A couple of years later he took over an old implement shed before building a fitting and fabrication factories. In those days all manual mills and lathes were used to produce rollforming machines to tight tolerances and specifications. The site grew, as did services and a sealed road to the gate. The Mt Thomas internet connection boosted connectivity but cell phone reception remains a hassle.
The area of Eyrewell grew quickly alongside the business, and many 50-acre blocks have now been split up into 10 acre lots. Trucks come and go on a daily basis dropping of steel or picking up any of the various machines for delivery around the country or the world.
Gus philosophy was clear: keep it simple and make it work. He believed that “if you make machines that make customers money they will come back and order more.” Orders grew as did the complexity of operations. He was a tough but fair boss who was practical and pragmatic with his approach. He would ensure that his design engineers did their own calculations first (and research the work of others second) before embarking on the design process. Gus preferred to draw 2D; he was a prolific designer with an eye for detail. He had a love of learning but never got his head around 3D drawing.
Gus spoke with pride when he ordered his first CNC lathe, which vastly improved the speed of production. A CNC mill followed soon after. Every purchase was clearly thought out to improve production and the quality of rollformers built. Now, ARM’s modest factories have three CNC mills and three CNC lathes along with NC, cylindrical and surface grinders, wire-cutting, manual mills and lathes that are used less as the years go on.

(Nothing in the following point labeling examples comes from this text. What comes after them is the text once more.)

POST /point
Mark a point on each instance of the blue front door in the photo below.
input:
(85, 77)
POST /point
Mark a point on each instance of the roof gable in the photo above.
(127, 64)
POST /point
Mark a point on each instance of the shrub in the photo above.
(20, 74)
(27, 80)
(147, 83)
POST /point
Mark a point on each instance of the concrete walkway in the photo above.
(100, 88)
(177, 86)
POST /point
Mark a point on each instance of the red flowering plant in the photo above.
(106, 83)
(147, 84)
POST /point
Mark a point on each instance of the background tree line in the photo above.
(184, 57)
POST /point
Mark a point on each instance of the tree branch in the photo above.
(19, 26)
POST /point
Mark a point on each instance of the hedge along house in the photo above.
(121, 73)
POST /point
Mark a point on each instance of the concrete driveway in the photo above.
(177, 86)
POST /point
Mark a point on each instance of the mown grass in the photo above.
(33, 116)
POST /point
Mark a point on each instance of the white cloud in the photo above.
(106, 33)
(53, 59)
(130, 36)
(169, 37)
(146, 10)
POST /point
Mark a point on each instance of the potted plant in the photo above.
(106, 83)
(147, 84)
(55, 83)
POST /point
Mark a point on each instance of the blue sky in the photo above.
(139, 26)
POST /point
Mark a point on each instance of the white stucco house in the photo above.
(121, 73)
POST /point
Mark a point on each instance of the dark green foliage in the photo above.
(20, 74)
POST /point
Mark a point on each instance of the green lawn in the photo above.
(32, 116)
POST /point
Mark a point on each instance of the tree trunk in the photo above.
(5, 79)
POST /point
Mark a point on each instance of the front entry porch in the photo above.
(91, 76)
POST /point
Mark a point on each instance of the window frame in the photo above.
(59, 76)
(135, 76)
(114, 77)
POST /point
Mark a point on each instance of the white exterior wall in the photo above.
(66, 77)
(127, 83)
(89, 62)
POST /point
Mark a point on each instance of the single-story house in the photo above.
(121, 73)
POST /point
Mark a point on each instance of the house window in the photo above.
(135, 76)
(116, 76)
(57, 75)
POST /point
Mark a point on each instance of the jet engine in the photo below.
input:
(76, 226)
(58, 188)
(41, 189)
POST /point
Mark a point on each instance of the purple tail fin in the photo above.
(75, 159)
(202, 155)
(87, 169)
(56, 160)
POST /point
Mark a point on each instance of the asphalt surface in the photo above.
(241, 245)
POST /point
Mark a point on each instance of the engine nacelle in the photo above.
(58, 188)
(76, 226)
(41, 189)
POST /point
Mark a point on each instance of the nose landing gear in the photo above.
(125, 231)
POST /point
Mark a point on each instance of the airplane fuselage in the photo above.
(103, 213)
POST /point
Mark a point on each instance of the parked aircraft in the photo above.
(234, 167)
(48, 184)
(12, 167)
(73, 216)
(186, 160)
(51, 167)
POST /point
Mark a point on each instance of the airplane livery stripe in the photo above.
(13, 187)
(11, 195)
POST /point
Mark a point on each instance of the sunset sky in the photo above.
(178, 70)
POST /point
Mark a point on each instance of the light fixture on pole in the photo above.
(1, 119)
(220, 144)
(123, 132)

He loved machines from an early age and always wanted to know how they worked and behaved, a passion that he honed throughout his 80 years. Customers would come to Gus with a problem, seeking a mechanical solution that would be reliable and perform for the long term. He would provide that with enthusiasm to get it right for the client big or small. He didn’t believe in patents but would vigorously defend his intellectual property of designs and never provide drawings believing that it was more productive to innovate and keep ahead of the field that way.
One of Gus’ highlights was the purchase of an old German Naxos-Union cylindrical grinder in 1995. It was built in Germany in 1939 and commissioned in 1941, so it fought against us, and it is still as reliable and accurate as any grinder made today.
As technology advanced so did the demand for precision cutting from the shears that we made. Wire cutters were purchased to make the job of cutting precision shears easier. Surface grinding to get tool steel straight and true is essential to AGM’s business, as is an eye for detail. Something he installed in all apprentices and tradesmen alike.
The need for automation and control followed technological advances. A friend from the DSIR, (where Gus used to be chief engineer) used to write software for AGM, and still does. We have taken on mechatronics engineers to integrate safety with machine controls as the industry’s safety needs grew. Controlling, programming and automation remain a core focus of the ideology Gus created. AGM were the first to offer hands-free coil loading rollformers to keep operators safe.
Gus celebrated the fact that Angus Robertson Mechanical machines were New Zealand made and produced on site. He aimed to produce as much as possible in-house and use minimal brought in components. He cut gears, mill, lathe and grind everything on site. AGM still gets most heat treatment for long run nitriding completed off site and castings are made in Canterbury, as is chroming and powder coating. This means that when we support our local industry in a time when increasingly more is imported from China. He truly believed that AGM needed to be at the forefront of innovation so he developed a world first: balloon shafts for slitting steel to lock knives. He also created the first purlin mill made from one sheet with a kind of Pittsburgh lock seam into a rectangular box purling 540X125mm.
This Kiwi farmer and mechanical engineer would approach problems with a can-do attitude that was instilled in his generation. This attitude is still reflected in the designers and tradesmen taught at ARM. Believing in these skills to be essential in the Kiwi workforce he trained almost all his staff, taking them through apprenticeships so these skills would not be lost. He would often give kids that schooling system had lost faith in a chance, and he would make bloody good tradesmen out of them. ARM has lost a lot of staff over the years to life overseas, but they often return to work for ARM. Gus would boast that he was training three of the five mechanical apprentices in the South Island in the 1990s.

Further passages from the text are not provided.